Quantitative Morphological Analysis of Various Block Copolymer Micelles

Ryan Pyo

Co-Presenters: Juan Sinta

College: The Dorothy and George Hennings College of Science, Mathematics and Technology

Major: Biology

Faculty Research Mentor: Brian Ree

Abstract:

In this study, our objective is to understand the structure of block copolymer micelles by using X-ray scattering. Copolymer micelles are polymers made up chains of polar and nonpolar molecules. Due to the differences in polarity, the shape of each polymer when dissolved is unknown. By utilizing x-ray scattering, our research team was able to retrieve scattering data of the shape of a copolymer micelle without damaging the integrity of the original polymer structure.The next step was to develop a model that matches the scattering data, which allows us to extract important details such as the size of the core, the thickness of the surrounding corona, and the overall shape of each micelle. Knowing these details is critical because small differences in shape and size can greatly affect how they perform in drug delivery or creating nano materials.To visualize our analysis, we used Blender, a 3D modeling program, to create digital reconstructions of the micelles based on our best-fit model.
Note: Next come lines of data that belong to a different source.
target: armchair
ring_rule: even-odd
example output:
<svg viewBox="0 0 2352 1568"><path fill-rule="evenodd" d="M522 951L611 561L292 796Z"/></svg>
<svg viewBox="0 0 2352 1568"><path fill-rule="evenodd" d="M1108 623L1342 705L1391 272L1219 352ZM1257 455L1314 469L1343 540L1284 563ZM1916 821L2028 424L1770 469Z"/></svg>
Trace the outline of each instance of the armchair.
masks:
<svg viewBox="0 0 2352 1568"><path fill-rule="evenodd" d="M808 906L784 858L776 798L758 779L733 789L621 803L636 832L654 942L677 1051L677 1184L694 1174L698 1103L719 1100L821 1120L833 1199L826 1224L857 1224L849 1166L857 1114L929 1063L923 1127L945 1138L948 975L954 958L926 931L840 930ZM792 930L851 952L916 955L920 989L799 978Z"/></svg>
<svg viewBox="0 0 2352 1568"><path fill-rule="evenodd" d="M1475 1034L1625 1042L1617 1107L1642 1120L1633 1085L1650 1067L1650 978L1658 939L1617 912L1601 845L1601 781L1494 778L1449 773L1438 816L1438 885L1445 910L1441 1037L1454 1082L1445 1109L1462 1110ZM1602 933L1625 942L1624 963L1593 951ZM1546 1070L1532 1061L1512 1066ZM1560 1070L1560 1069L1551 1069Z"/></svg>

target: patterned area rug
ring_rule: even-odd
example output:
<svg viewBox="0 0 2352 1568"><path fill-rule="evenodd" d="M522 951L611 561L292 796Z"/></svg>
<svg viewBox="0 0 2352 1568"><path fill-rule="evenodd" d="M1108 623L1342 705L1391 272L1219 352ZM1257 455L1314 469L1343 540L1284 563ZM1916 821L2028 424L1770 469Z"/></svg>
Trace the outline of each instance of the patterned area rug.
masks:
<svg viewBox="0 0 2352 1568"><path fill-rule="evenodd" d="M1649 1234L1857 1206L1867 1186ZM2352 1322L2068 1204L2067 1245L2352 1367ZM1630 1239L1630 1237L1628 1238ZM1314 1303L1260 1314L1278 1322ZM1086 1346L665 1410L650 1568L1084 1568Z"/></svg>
This 3D image allows us to see our data interpretation and gives us a better overall picture of the micellar structures.Overall, our approach combines quantitative analysis from X-ray scattering with modern 3D imaging. This method provides a straightforward way to connect experimental data with real-world micelle structures, which is key for optimizing block copolymer designs in various applications. Our work shows that by carefully matching experimental data with digital models, we can gain deeper insights into how these micelles form and behave.